The airline segment hardest hit by the pandemic—widebody travel—is showing signs of recovery, according to engine maker Rolls-Royce.
Chris Cholerton, president of the British company’s civil aerospace arm, told reporters recently that interest is re-emerging in widebody sales campaigns, with airlines looking at deliveries from 2025.
This follows depressed deliveries and aftermarket sales during the recent crisis.

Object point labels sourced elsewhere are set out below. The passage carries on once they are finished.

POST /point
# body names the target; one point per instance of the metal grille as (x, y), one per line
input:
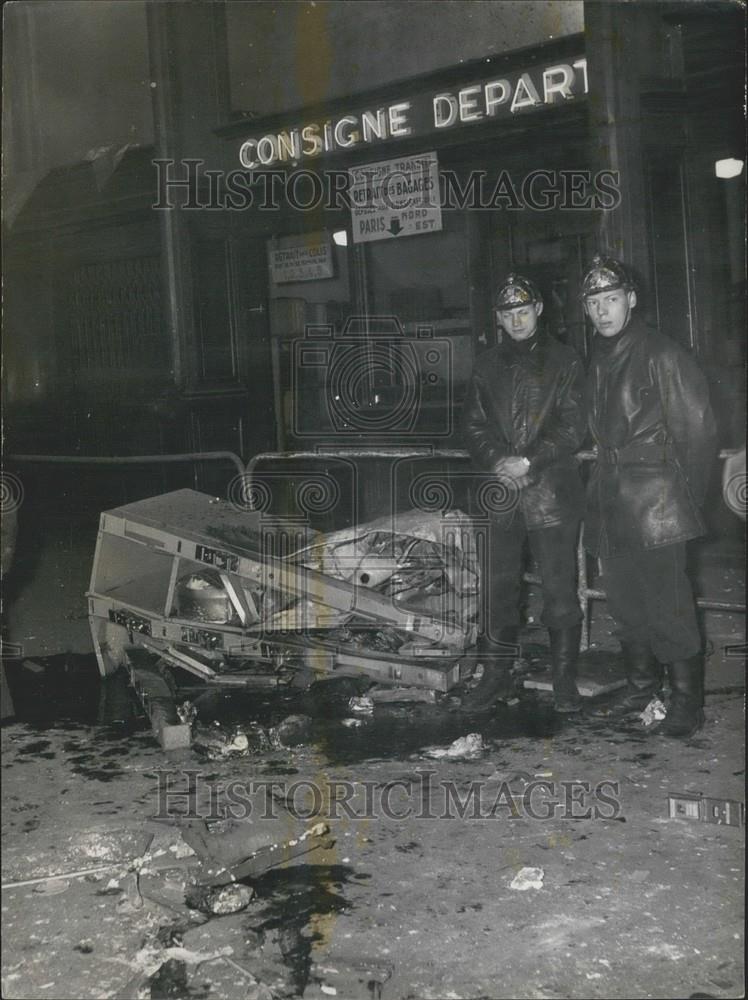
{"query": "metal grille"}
(115, 315)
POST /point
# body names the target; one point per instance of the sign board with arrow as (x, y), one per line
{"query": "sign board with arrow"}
(395, 198)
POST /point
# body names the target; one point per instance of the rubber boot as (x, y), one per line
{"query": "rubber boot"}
(496, 684)
(564, 656)
(685, 714)
(643, 682)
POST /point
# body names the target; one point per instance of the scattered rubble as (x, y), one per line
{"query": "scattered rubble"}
(465, 748)
(527, 878)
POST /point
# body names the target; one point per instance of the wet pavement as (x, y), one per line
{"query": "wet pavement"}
(415, 899)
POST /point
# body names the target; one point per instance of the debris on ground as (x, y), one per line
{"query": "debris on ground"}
(292, 731)
(527, 878)
(363, 705)
(219, 742)
(654, 712)
(240, 850)
(387, 695)
(464, 747)
(220, 902)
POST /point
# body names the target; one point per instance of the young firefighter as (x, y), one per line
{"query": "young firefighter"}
(650, 419)
(523, 421)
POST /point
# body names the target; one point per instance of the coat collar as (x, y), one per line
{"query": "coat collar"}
(605, 353)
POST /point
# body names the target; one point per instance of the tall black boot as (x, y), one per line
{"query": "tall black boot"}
(564, 655)
(685, 714)
(496, 684)
(643, 682)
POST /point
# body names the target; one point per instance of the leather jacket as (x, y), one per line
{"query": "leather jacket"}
(649, 414)
(528, 403)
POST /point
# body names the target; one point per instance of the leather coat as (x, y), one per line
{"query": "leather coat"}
(650, 418)
(528, 403)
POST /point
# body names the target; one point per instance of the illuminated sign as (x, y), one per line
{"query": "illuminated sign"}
(395, 198)
(303, 258)
(423, 114)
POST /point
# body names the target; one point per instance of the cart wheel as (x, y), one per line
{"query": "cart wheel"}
(109, 642)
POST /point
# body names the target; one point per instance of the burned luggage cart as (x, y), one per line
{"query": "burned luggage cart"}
(188, 582)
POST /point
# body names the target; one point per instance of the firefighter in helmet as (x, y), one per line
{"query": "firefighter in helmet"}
(654, 432)
(523, 420)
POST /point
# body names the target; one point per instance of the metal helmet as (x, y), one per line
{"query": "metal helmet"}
(606, 275)
(517, 291)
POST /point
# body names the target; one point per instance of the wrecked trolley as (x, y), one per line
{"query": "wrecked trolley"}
(243, 599)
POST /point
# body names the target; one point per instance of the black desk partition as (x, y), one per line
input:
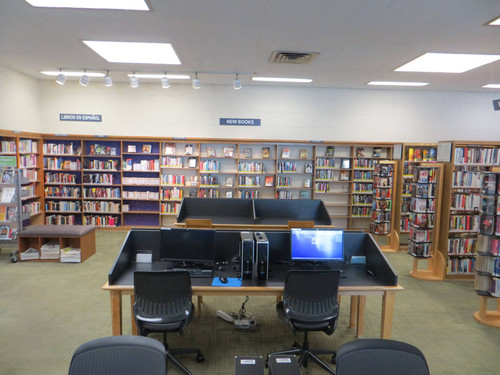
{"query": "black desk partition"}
(227, 242)
(254, 211)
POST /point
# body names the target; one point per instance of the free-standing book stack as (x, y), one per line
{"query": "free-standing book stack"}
(50, 250)
(71, 255)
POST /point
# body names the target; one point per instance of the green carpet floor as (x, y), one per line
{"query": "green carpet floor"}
(48, 309)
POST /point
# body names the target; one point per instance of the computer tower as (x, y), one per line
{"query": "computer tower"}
(246, 255)
(261, 256)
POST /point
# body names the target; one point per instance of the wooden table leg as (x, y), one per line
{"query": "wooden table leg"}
(361, 317)
(116, 312)
(134, 326)
(387, 314)
(354, 312)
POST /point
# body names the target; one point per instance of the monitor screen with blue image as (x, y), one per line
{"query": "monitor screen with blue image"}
(317, 245)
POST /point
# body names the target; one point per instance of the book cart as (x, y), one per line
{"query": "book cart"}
(487, 278)
(462, 184)
(425, 208)
(408, 156)
(382, 210)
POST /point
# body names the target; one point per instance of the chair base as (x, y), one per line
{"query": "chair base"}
(305, 353)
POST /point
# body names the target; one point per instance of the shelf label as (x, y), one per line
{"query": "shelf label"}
(240, 121)
(8, 161)
(79, 117)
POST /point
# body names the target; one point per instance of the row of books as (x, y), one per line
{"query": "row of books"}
(100, 192)
(62, 192)
(60, 178)
(476, 155)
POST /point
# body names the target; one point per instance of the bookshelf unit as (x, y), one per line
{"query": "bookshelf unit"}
(62, 165)
(487, 277)
(141, 183)
(382, 209)
(462, 184)
(425, 209)
(412, 155)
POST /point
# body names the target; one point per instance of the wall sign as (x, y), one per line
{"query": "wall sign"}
(240, 121)
(79, 117)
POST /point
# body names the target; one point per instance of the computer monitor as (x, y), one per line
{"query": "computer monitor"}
(317, 245)
(190, 245)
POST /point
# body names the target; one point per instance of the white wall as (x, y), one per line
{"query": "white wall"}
(19, 101)
(286, 113)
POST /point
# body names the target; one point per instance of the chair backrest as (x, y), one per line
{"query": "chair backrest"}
(162, 294)
(311, 296)
(380, 357)
(124, 355)
(199, 223)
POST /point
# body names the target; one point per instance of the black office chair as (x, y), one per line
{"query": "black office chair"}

In 2021, Rolls-Royce’s civil aerospace revenue fell 10% to just over £4.5 billion ($5.3 billion), although gross profit recovered to £474 million from an almost £2 billion loss the year before.
Momentum is expected to build this year, and during a media tour of its facilities, Rolls-Royce was keen to show how it could meet any ramp-up of production, highlighting new automation technologies to speed up output of new turbine blades.

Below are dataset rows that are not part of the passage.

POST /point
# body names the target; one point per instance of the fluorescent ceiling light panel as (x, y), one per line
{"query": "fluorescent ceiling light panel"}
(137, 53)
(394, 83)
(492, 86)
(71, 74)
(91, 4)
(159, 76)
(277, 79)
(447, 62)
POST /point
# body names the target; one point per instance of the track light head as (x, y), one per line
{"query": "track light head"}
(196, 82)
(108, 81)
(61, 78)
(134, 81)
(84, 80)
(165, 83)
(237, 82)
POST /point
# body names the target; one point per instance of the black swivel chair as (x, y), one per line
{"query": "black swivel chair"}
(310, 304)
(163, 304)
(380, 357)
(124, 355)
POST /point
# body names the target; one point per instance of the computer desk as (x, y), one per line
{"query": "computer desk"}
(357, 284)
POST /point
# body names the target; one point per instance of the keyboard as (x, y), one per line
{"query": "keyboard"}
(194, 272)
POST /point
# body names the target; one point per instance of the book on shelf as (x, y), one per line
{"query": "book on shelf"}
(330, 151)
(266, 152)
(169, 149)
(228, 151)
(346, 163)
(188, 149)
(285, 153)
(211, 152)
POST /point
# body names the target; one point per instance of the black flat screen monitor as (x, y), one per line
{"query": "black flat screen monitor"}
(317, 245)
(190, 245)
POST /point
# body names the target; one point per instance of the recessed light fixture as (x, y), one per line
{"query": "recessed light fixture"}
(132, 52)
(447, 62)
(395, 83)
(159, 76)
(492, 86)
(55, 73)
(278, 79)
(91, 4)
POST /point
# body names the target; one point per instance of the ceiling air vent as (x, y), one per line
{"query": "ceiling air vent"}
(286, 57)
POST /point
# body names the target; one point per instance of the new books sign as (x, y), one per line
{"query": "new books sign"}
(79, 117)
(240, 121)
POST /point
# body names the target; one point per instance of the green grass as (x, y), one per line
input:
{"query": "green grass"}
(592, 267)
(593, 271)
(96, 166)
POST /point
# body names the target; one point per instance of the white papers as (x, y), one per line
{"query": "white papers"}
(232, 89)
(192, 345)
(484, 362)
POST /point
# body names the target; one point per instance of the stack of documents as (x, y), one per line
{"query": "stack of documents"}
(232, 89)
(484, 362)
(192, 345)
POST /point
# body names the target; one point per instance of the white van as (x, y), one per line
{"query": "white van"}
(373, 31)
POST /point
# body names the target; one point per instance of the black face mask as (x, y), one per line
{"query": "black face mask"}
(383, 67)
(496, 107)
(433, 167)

Such technologies will prove increasingly useful in Rolls-Royce’s civil aerospace business, which has shrunk by about a third in terms of manpower and facilities since the start of the pandemic.
One example is the programmable machine tools at Rolls’ turbine blade facility in Derby, UK.
“These machines have been transferred across from Crosspointe in the U.S. and they can easily switch between designs and have absolutely minimal manual oversight,” noted Rolls-Royce chief executive officer Warren East on the company’s last earnings call.
“This means one person can now do the work of several previously, and what used to be a time-consuming manual setup is now fast. It's largely software, creating flexibility as well as much greater throughput,” he added.
Rolls-Royce is also adapting to customer requirements by developing ways to increase engine time on wing and shorten shop visit turnaround times, according to an account of the visit by the Financial Times.